Java：使用二进制运算符比较两个数组

Question

I'm trying to write a method that takes as input 2 integer arrays and compares them based on the binary & between each element and takes into consideration if one array is derived from the other. Also the size of the arrays is known and equal.

So basically if the method takes as input A = [2, 0, 0, 0] and B = [6, 0, 0, 3] it should return true because (2 & 6) != 0 (careful with the brackets here hehe) but if it takes the opposite A = [6, 0, 0, 3] and B = [2, 0, 0, 0] it should return false because A is derived from B (or B is contained in A).

An array is contained in another if by applying the & operator between two elements located at the same position you get true (basically the case where the method should return true).

So far I've got the following code which obviously doesn't work because it doesn't take into consideration if one array is derived from the other. All the operations I can think of using are commutative and it doesn't help.

private boolean checkContainment(int[] firstArr, int[] secondArr)
{
    List<Integer> posList = new ArrayList<Integer>();

    for(int i = 0;i < firstArr.length;i++)
    {
        if((firstArr[i] & secondArr[i]) != 0)
        {
            posList.add(i);
        }
    }

    for(int j = 0;j < firstArr.length;j++)
    {
        if(posList.size() > 0)
        {
            for(int k : posList)
            {
                if((j != k) && (firstArr[j] != secondArr[j]))
                {
                    return true;                        
                }
            }
        }
    }

    return false;
}

I'm pretty sure it's quite simple to tweak the following code in order to get it right but I can't get my head around it.

Answer 1

I think you are looking for implication or A implies B . That's the bitwise operation that makes your examples give the results you're looking for. You can't use the & to do that, as you and others have observed, since it doesn't give the results you want.

The way to compute A implies B using Java bitwise operators is ~A | B ~A | B .

See this question for a truth table for logical implication.

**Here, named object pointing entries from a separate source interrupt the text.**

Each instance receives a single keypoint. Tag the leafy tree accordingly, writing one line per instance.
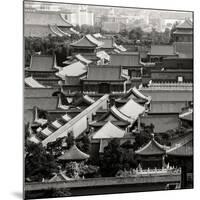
(136, 34)
(38, 163)
(116, 158)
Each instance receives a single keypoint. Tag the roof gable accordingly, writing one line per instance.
(162, 50)
(125, 59)
(87, 41)
(109, 130)
(73, 154)
(151, 148)
(134, 93)
(187, 24)
(132, 109)
(75, 69)
(45, 18)
(183, 149)
(42, 63)
(104, 73)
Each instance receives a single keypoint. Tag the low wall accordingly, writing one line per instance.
(111, 181)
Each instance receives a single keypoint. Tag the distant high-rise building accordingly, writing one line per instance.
(82, 16)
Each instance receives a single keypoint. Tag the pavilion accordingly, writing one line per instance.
(181, 154)
(73, 154)
(104, 79)
(87, 44)
(43, 24)
(152, 155)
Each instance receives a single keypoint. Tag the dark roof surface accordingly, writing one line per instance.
(45, 18)
(130, 59)
(35, 30)
(74, 154)
(185, 149)
(162, 50)
(152, 148)
(42, 63)
(187, 24)
(104, 73)
(83, 42)
(108, 43)
(184, 49)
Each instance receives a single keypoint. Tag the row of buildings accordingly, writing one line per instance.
(106, 92)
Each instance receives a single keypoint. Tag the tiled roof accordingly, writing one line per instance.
(111, 26)
(42, 63)
(132, 109)
(35, 30)
(104, 73)
(44, 103)
(45, 18)
(187, 24)
(112, 115)
(183, 149)
(107, 43)
(59, 177)
(162, 50)
(136, 94)
(83, 59)
(75, 69)
(31, 82)
(188, 115)
(39, 92)
(87, 41)
(109, 130)
(152, 148)
(184, 49)
(167, 107)
(125, 59)
(73, 154)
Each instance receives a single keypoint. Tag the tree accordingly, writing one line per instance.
(116, 158)
(172, 39)
(38, 163)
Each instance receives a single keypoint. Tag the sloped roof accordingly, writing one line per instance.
(187, 24)
(119, 47)
(151, 148)
(121, 115)
(103, 55)
(98, 35)
(45, 18)
(107, 43)
(135, 93)
(35, 30)
(132, 109)
(44, 103)
(125, 59)
(42, 63)
(162, 50)
(75, 69)
(104, 73)
(87, 41)
(83, 59)
(81, 118)
(184, 49)
(59, 177)
(109, 130)
(111, 26)
(73, 154)
(188, 115)
(183, 149)
(31, 82)
(114, 114)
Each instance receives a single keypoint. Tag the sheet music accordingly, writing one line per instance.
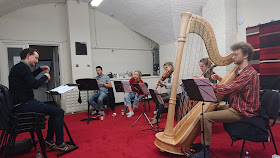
(144, 88)
(126, 86)
(206, 90)
(159, 98)
(62, 89)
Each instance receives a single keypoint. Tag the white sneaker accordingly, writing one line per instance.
(130, 114)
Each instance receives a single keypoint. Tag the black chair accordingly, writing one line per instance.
(15, 123)
(109, 100)
(145, 99)
(160, 105)
(255, 129)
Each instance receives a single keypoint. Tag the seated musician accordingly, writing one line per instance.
(207, 69)
(243, 90)
(104, 83)
(134, 95)
(166, 81)
(22, 82)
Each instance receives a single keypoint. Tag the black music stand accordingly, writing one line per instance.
(200, 89)
(158, 101)
(122, 86)
(142, 90)
(71, 141)
(87, 84)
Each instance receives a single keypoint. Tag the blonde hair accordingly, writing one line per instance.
(139, 73)
(169, 64)
(206, 62)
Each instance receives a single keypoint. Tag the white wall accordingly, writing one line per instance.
(117, 48)
(63, 24)
(221, 14)
(256, 12)
(45, 22)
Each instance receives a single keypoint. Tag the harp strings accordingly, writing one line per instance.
(194, 52)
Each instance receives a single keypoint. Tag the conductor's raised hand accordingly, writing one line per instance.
(48, 75)
(99, 82)
(45, 68)
(216, 77)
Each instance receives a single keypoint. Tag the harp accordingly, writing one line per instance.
(174, 139)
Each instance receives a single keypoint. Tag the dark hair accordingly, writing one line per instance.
(206, 62)
(98, 67)
(26, 51)
(245, 47)
(169, 64)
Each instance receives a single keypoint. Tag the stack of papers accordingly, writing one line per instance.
(62, 89)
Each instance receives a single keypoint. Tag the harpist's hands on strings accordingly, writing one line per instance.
(201, 76)
(99, 82)
(216, 77)
(45, 68)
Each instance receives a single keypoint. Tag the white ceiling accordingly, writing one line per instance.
(158, 20)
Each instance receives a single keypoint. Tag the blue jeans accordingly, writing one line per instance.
(130, 96)
(99, 95)
(56, 119)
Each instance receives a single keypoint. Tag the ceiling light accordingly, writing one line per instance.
(95, 3)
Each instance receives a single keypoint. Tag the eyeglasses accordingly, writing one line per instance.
(234, 55)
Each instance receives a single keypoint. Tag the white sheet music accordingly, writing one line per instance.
(62, 89)
(126, 86)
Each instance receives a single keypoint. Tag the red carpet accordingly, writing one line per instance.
(104, 139)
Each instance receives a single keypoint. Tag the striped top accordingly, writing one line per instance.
(244, 92)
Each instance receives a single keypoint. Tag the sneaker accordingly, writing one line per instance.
(130, 114)
(95, 112)
(102, 112)
(154, 121)
(49, 144)
(63, 147)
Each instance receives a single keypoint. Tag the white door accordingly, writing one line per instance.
(10, 55)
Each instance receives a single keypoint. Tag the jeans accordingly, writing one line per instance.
(130, 96)
(56, 119)
(99, 95)
(226, 116)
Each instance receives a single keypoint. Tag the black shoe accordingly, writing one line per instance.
(63, 147)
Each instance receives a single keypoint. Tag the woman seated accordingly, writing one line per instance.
(134, 94)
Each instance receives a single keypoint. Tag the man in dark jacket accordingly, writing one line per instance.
(22, 82)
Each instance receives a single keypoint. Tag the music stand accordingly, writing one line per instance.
(122, 86)
(158, 101)
(142, 90)
(87, 84)
(71, 141)
(200, 89)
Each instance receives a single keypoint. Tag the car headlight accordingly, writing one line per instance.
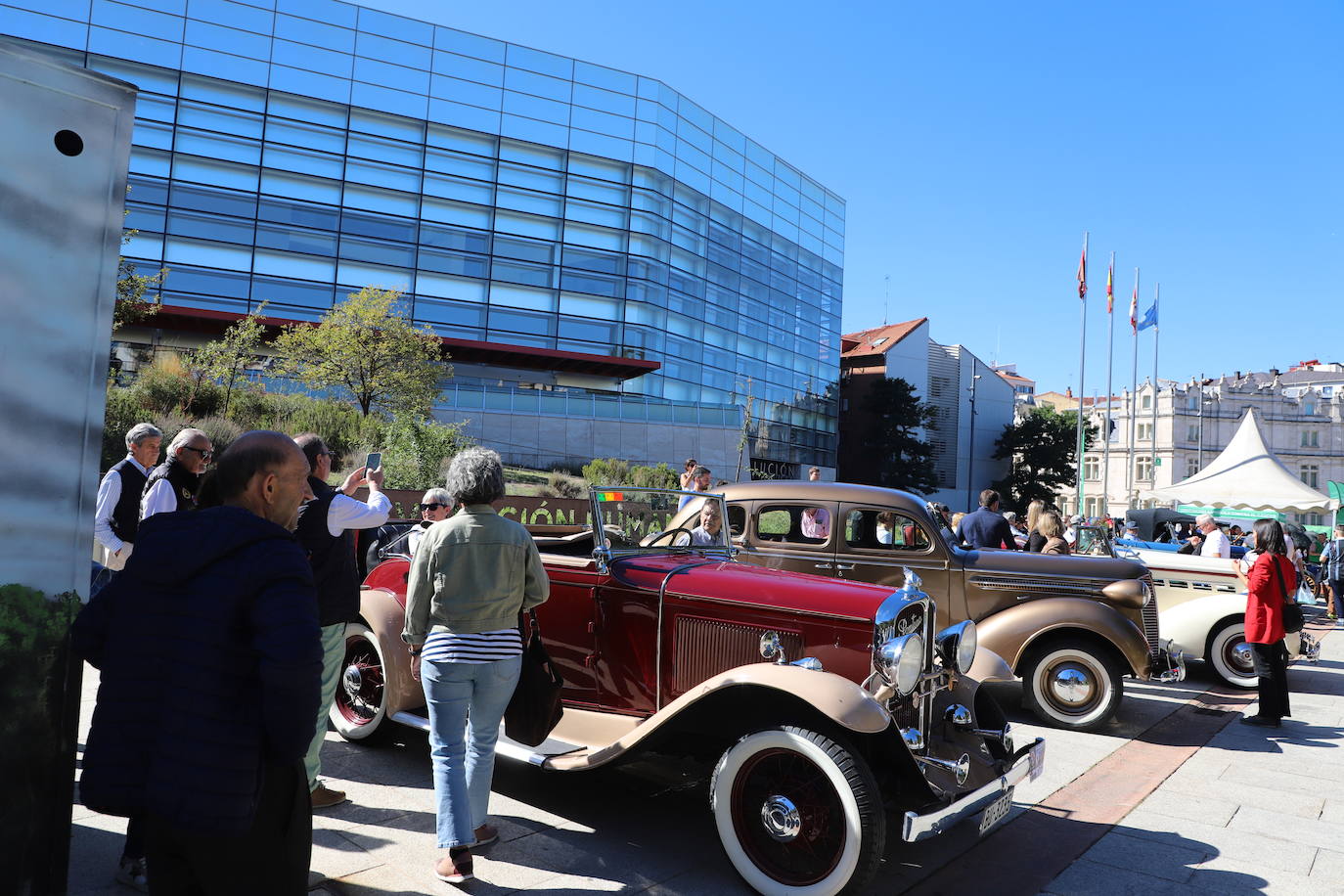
(901, 661)
(957, 645)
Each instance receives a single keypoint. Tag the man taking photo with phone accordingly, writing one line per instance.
(326, 528)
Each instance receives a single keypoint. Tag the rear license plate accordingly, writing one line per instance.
(996, 813)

It's about C/C++ but the principles and the bitwise operators are pretty much the same as in Java.

Given int a[] and int b[] of the same length, here's a quick (Java 8) way to test bitwise implication of all values in the arrays:

IntStream.range(0, a.length)
    .map(i -> ~a[i] | b[i])
    .allMatch(n -> n == ~0)

Note that the allMatch predicate tests against ~0 since we want to test that all bits of all result values are ones.